研究課題
分子を構成する原子の振動運動と電子運動との相関である振電相互作用が、光や荷電粒子との相互作用や種々の化学反応過程でしばしば重要な役割を果たすことが知られている。これら効果の本質が原子核の変位に伴う電子波動関数の歪みにあることから、本研究ではこれまで実験的にアプローチの困難であった”電子波動関数の変化”に焦点を定め、高速電子の非弾性散乱実験に基づく分子軌道イメージング法を駆使した独自の振電相互作用研究を展開してきた。本年度は、電子運動量分光(EMS)実験による電子運動量分布の高精度測定を行い、電子波動関数形状に対する分子振動の影響を系統的に調べた。
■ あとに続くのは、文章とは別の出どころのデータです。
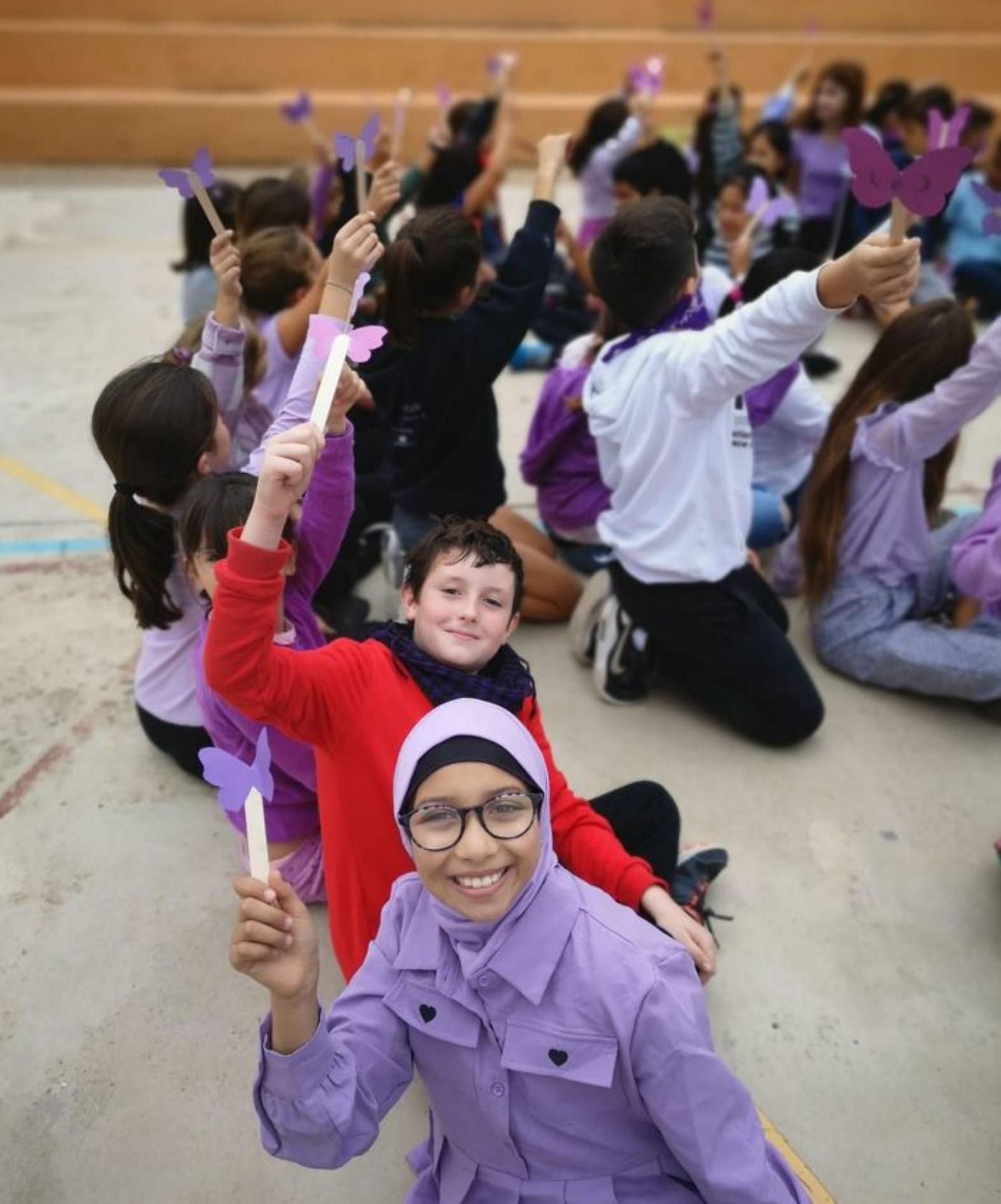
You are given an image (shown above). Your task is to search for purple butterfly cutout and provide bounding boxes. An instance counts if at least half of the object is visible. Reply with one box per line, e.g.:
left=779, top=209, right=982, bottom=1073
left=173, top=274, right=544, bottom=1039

特に、特定の官能基に局在した振動モードが電子波動関数に与える影響に着目して、ギ酸メチルやホルムアミドの分子軌道形状の歪みを調査している。実験に加え、独自の理論解析を行い、個々の振動モードが電子運動量分布に与える影響を系統的に明らかにすべく研究を進めた。その結果、特定の官能基を構成する原子核の微小変位が官能基とは距離的に離れた電子分布にも顕著な影響を与える場合があり、その効果が電子運動量分布に大きな変化を与え得ることを突き止めた。さらに研究対象を振動励起分子に広げるべく、高温ガスノズルを製作した。昨年度より進めてきた予備実験により初期の性能を満たすノズルのデザインを決定し、それに基づきEMS装置に組み込む高温分子ビーム源を完成させた。これを用いれば、メチル基のねじれ振動や一般的な変角振動が励起された分子のEMS実験が可能となり、高温環境下における分子の性質変化をその起源から明らかにしていけると期待できる。また、電子励起過程およびその後続解離を対象とした振電相互作用研究の基盤構築を目指し、散乱電子と解離イオンとの同時計測法の開発を進めるとともに、二原子分子を対象とした実験を行い、得られた結果を論文として公表した。
29年度が最終年度であるため、記入しない。